We have been closely following the Amgen v. Apotex case. On September 9, 2016, Apotex petitioned the Supreme Court for certiorari to review the Federal Circuit’s decision. In its petition, Apotex presents two questions for the Supreme Court:
- Whether the Federal Circuit erred in holding that biosimilar applicants that make all disclosures necessary under the BPCIA for the resolution of patent disputes (viz., 42 U.S.C. § 262(l)(2)(A)) must also provide the reference product sponsor with a notice of commercial marketing under 42 U.S.C. § 262(l)(8)(A).
- Whether the Federal Circuit improperly extended the statutory 12-year exclusivity period to 12 1/2 years by holding that a biosimilar applicant cannot give effective notice of commercial marketing under 42 U.S.C. § 262(l)(8)(A) for its biosimilar product until it receives an FDA license and therefore may not commercially market its biosimilar product for 180 days after receiving its license.
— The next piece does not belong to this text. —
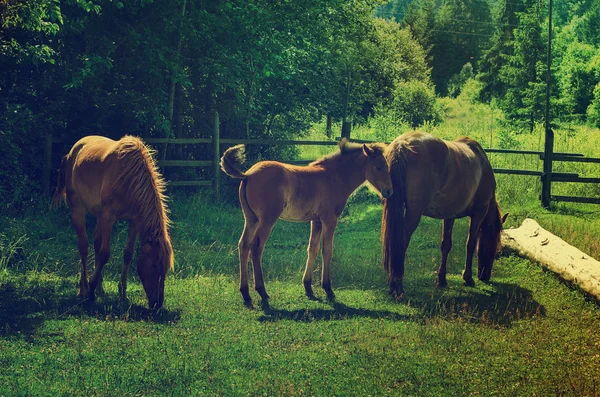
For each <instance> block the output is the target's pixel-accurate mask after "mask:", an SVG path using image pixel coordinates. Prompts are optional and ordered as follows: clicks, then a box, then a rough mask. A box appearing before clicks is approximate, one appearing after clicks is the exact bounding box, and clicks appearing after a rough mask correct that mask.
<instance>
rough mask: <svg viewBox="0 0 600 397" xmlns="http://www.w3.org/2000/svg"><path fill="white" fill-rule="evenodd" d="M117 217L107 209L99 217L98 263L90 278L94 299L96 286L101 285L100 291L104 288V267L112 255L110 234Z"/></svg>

Apotex argues that, by extending by 180 days the amount of time a biosimilar applicant must wait before marketing its product, even when the brand-name producer has all of the information it needs from the biosimilar applicant to determine whether to challenge the applicant’s product, the Federal Circuit upset the careful balance between biologic price competition and innovation negotiated by Congress. Apotex contends that the Federal Circuit’s decisions in Amgen v. Apotex and in Sandoz v. Amgen have anticompetitive effects, prolong the collection of monopoly rents, and bolster already-troublesome barriers to entry for biosimilars.
One notable distinction between the Sandoz and Apotex petitions is that, whereas Sandoz opted not to engage Amgen in the patent dance, Apotex and Amgen completed the patent dance.